Breakthrough fix identified for earthquake-prone buildings

“The results have even been better than we anticipated,” says PhD candidate Victor Li.

Dr Enrique del Rey Castillo and PhD candidate Victor Li measuring the size of cracks in concrete walls after they have been subjected to earthquake testing.

A cost-effective solution to strengthen Aotearoa New Zealand's riskiest buildings has been identified by researchers at Waipapa Taumata Rau, University of Auckland.

PhD candidate Victor Li, Dr Enrique del Rey Castillo and Dr Rick Henry from the Faculty of Engineering found that wrapping weak spots in concrete walls with carbon-fibre strips can strengthen high-rise buildings to resist earthquakes well beyond the demands of the building code.

The research was funded by Toka Tū Ake EQC to help find the most efficient and cost-effective ways to strengthen thin concrete walls.

The findings are likely to draw significant interest in the engineering sector as over 100 multi-storey buildings in Wellington’s CBD alone are well below modern code.

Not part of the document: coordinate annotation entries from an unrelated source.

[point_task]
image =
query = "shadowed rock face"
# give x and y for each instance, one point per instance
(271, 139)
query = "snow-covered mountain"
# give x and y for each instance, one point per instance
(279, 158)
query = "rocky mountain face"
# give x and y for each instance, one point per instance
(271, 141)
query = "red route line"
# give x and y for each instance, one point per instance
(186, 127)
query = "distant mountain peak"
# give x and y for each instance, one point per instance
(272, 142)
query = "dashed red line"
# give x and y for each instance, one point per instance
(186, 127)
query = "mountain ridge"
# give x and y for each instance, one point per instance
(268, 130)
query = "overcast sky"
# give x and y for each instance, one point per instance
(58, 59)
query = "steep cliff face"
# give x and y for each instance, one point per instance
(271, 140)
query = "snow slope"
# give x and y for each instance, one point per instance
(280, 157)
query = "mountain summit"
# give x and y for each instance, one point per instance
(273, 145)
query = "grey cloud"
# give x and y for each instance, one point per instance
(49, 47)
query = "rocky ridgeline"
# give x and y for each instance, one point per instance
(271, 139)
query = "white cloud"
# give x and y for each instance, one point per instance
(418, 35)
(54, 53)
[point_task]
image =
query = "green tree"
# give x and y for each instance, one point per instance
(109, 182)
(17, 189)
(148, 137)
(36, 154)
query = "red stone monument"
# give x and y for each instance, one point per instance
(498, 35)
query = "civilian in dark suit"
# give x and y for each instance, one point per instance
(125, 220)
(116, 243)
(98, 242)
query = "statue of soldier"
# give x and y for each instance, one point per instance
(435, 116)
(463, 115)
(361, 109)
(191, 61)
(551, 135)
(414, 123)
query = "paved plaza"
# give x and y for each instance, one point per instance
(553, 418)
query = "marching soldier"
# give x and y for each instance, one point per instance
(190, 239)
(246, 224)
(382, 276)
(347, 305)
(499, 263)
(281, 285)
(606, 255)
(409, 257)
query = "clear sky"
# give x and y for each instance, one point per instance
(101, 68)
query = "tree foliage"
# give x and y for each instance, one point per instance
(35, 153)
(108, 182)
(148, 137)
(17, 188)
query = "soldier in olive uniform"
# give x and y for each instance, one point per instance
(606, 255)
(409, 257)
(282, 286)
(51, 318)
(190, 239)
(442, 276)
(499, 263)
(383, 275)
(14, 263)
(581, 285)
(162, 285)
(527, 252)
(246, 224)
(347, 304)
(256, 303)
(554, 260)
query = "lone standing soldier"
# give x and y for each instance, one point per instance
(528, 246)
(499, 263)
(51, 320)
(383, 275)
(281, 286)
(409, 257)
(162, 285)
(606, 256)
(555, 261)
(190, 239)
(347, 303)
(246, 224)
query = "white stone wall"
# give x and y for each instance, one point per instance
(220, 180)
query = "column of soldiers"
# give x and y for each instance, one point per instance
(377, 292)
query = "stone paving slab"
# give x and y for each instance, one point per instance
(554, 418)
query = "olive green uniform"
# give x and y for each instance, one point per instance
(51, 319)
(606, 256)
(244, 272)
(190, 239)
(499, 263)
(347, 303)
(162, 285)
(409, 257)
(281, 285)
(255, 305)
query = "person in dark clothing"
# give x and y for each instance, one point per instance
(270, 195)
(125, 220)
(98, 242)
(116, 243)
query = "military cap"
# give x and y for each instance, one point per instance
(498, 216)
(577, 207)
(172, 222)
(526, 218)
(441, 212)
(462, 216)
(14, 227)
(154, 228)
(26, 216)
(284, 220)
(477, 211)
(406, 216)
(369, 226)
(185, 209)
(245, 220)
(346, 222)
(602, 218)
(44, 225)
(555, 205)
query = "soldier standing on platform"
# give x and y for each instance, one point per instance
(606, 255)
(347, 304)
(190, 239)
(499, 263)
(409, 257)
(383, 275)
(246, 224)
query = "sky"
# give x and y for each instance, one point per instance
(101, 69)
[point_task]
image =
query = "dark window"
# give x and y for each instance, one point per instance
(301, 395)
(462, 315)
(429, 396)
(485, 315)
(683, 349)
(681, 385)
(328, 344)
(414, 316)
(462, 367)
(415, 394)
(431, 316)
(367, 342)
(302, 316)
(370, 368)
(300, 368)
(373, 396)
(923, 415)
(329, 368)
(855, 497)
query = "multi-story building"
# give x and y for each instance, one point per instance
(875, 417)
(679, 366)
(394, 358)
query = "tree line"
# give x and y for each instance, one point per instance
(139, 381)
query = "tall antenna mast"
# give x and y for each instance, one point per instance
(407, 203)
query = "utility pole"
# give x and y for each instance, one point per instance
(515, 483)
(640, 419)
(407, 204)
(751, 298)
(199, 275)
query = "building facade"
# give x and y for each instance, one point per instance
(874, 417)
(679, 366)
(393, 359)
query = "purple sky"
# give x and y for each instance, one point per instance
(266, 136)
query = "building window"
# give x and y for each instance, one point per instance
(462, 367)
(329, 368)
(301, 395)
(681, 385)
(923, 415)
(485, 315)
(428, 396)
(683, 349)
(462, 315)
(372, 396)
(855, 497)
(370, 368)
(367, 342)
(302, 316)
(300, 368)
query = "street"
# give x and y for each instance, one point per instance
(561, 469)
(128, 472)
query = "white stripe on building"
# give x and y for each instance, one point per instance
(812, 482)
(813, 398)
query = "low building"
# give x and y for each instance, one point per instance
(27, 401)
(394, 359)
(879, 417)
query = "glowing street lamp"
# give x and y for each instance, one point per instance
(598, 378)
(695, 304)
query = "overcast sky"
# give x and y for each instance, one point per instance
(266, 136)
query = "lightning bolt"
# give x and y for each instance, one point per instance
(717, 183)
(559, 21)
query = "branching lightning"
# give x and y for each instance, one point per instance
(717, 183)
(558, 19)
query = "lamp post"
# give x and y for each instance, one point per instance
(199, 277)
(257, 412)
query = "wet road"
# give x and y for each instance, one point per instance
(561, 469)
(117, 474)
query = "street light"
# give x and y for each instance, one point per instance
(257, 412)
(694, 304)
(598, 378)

Li says that thin concrete walls can deform out of plane due to their inherent instability, and just one percent of lateral displacement can cause catastrophic collapse.

“Technically it’s called ‘axial failure’. It can still happen in a newer building, as we saw in Christchurch’s Grand Chancellor Hotel, but the pre-1982 design methods mean the risk is higher in those older buildings,” says Li.

“Up until now there has been no guidance on how these walls could be strengthened, but our research has shown that with the carbon fibre solution, the wall cannot buckle in the out of plane direction.”

The engineers wrapped at-risk walls in carbon fibre and tested 56 different combinations of concrete, steel and carbon fibre to see when and how they would break. The team also tested the walls up to twice the building code for seismic resilience.

“This gave us the data we needed to model how to strengthen a particular wall, and the results have even been better than we anticipated,” says Li.

“Finding a solution that is cost-effective was another important aspect of the research,” says Dr del Rey Castillo. “Using carbon fibre to strengthen concrete walls is a much less invasive process than other means, which helps to keep costs down.”

Dr Natalie Balfour, Toka Tū Ake EQC Head of Research, says that many older commercial buildings are being converted to apartments, so it is vital to ensure that people live in homes that meet modern earthquake standards.

“Toka Tū Ake EQC decided to fund this research because it will deliver practical guidance on how at-risk walls in older buildings can be strengthened cost-effectively. It will also establish a consistent way of doing these fixes across New Zealand,” says Dr Balfour.

Practicing engineers will now have the scientific data to use the new technology with confidence to repair old walls, says Li. His team has had support from industry players like Concrete NZ, Mapei, Sika, Holmes and BBR Contech, who wanted to ensure that the testing would deliver real-world results.

“Thanks to the input from people working in the industry, we have delivered something that can be put to practical use right away,” says Li.